Civil Liberties of Londoners
The two London Assembly members argue in the letter that a lack of laws, national guidelines, regulations and debate about LFR’s use could mean that stopping Londoners or visitors to London “incorrectly, without democratic public consent and without clear justification erodes our civil liberties”. The pair also said that this could continue to erode trust in the police, which has been declining anyway in recent years.
The letter highlights concerns about the general inaccuracy of LFR. This is illustrated by the example of the first two deployments of LFR this year. During these deployments more than 13,000 faces were scanned but only six individuals were stopped. Five of those six were misidentified. Additionally, of the eight people who created a ‘system alert’, seven were also incorrectly identified.
Other concerns by the pair outlined in the letter include worries about the possibility of mission creep and the lack of transparency about which watchlists are being used. They are also concerned that LFR will be used operationally at protests, demonstrations, or public events in future e.g.

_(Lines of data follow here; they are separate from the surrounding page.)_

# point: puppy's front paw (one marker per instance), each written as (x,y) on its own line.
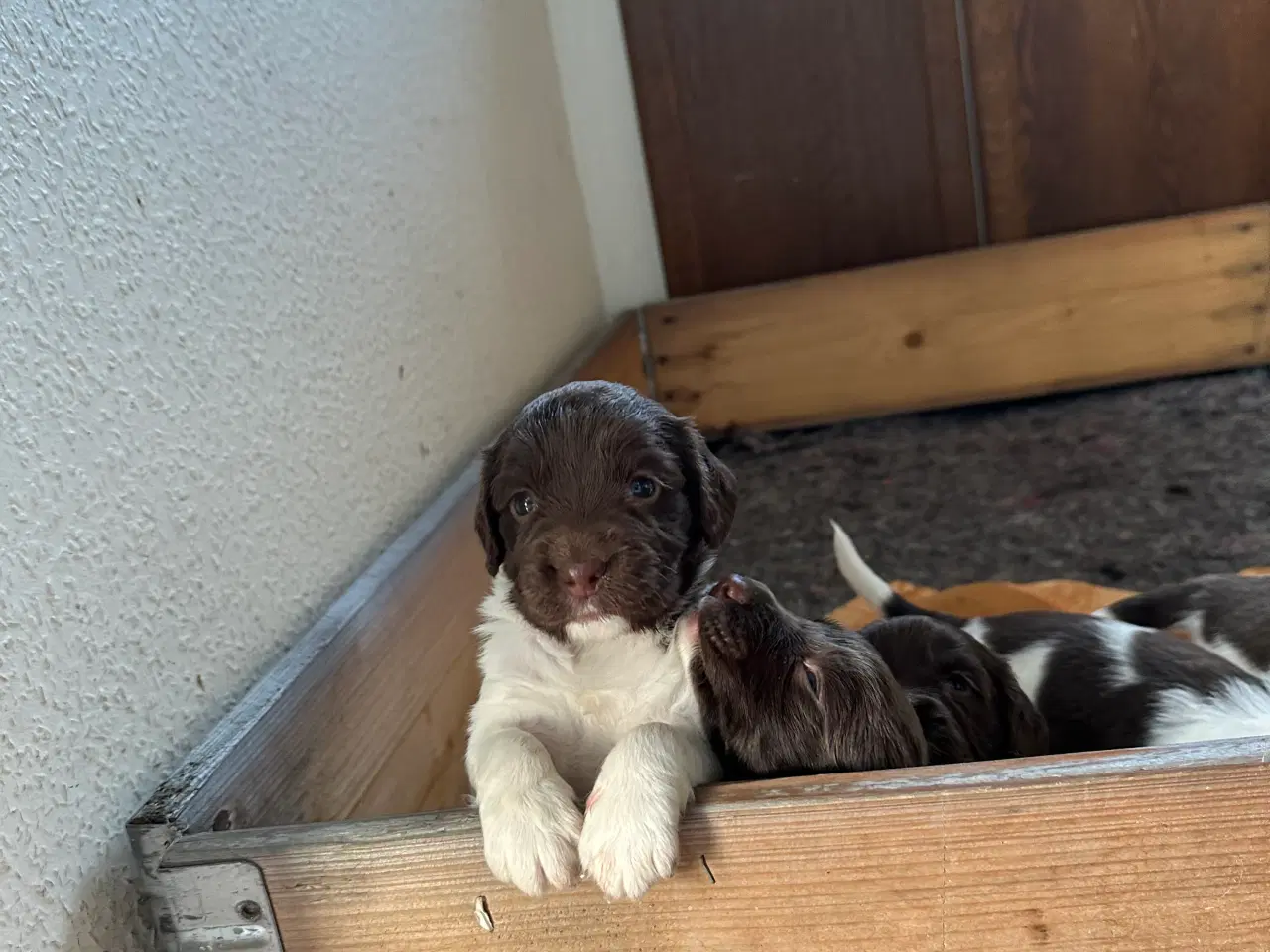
(630,841)
(531,835)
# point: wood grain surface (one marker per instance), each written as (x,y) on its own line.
(1100,112)
(1120,852)
(1134,302)
(798,137)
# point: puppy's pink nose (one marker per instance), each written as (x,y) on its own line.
(731,589)
(581,580)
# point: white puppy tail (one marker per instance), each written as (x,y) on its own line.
(864,580)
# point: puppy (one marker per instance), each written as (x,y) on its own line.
(1228,615)
(1100,683)
(965,696)
(601,515)
(786,696)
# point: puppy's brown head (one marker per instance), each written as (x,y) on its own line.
(598,503)
(789,694)
(970,706)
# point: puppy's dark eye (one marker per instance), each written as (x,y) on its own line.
(961,683)
(643,488)
(812,676)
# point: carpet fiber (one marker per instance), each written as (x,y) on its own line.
(1128,488)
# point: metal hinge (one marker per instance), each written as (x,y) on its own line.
(213,907)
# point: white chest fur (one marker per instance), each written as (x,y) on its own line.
(578,698)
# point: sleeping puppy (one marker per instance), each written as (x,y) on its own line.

Notting Hill Carnival, and fears that the technology will continue to be used without clarity, accountability or full democratic consent.

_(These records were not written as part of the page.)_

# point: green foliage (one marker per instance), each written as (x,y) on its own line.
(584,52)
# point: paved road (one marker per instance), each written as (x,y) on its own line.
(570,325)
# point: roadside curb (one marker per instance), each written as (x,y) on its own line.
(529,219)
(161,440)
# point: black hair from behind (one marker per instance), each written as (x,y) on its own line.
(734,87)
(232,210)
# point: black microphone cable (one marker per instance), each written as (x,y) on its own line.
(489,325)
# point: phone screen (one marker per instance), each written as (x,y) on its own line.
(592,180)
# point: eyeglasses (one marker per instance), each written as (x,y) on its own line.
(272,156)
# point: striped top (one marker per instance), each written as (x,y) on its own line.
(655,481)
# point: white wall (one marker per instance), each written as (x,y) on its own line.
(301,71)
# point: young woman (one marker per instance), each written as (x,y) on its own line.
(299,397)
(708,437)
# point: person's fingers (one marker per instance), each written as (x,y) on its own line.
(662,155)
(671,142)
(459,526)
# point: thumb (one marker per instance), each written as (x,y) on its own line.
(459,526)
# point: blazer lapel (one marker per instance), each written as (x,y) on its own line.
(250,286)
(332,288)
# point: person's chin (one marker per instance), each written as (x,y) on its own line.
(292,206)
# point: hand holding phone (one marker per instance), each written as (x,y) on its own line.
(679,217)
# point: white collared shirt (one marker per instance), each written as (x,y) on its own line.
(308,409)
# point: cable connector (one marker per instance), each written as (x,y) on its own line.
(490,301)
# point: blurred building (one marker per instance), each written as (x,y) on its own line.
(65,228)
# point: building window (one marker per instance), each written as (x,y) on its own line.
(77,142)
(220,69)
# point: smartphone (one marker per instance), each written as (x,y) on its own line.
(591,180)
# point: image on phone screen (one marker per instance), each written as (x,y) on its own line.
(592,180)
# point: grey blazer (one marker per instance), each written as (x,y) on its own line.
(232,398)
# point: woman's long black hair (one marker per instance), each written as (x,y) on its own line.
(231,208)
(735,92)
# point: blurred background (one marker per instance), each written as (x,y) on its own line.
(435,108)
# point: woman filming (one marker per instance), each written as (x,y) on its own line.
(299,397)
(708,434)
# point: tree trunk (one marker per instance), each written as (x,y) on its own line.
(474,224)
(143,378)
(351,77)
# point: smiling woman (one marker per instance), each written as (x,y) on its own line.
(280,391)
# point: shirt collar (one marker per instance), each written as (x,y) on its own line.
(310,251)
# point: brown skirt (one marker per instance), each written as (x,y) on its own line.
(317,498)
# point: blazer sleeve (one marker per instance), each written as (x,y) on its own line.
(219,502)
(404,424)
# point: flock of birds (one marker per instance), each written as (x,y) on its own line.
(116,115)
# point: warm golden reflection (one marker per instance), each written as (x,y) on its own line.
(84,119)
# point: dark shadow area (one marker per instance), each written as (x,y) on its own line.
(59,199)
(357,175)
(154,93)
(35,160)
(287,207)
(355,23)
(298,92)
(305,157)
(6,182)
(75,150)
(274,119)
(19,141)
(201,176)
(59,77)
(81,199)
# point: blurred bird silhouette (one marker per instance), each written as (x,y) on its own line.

Masks Are A Further Challenge
Many commentators from both sides of the facial recognition debate have raised concerns about how the wearing of face masks could affect the accuracy of facial recognition technology.
China and Russia
Chinese electronics manufacturer Hanwang has produced facial recognition technology. It has been reported that is 95% accurate in identifying the faces of people who are wearing masks.
Also, in Moscow, systems have been able to identify those wearing masks. The many existing cameras have been deployed to help enforce the city’s lockdown and to identify those who don’t comply.
In France, after the easing of lockdown restrictions, surveillance cameras may be used to monitor compliance with social distancing and the wearing of masks.
A recent trial in Cannes used French firm Datakalab’s surveillance software. It included an automatic alert to city authorities and police for breaches of mask-wearing and social distancing rules and looks set to be rolled out to other French cities.
What Does This Mean For Your Business?
Facial recognition when used under normal circumstances, as intended, could help to fight crime in towns and city centres. However, there are still general questions about the accuracy and impact of LFR on our privacy and civil liberties.
There are genuine concerns that the COVID-19 pandemic could be used as an excuse to use the technology more. Possibly in a way that leads to mission creep.
The pandemic does appear to be making some states less worried about infringing civil liberties as they battle to control a virus that has devastated lives and economies.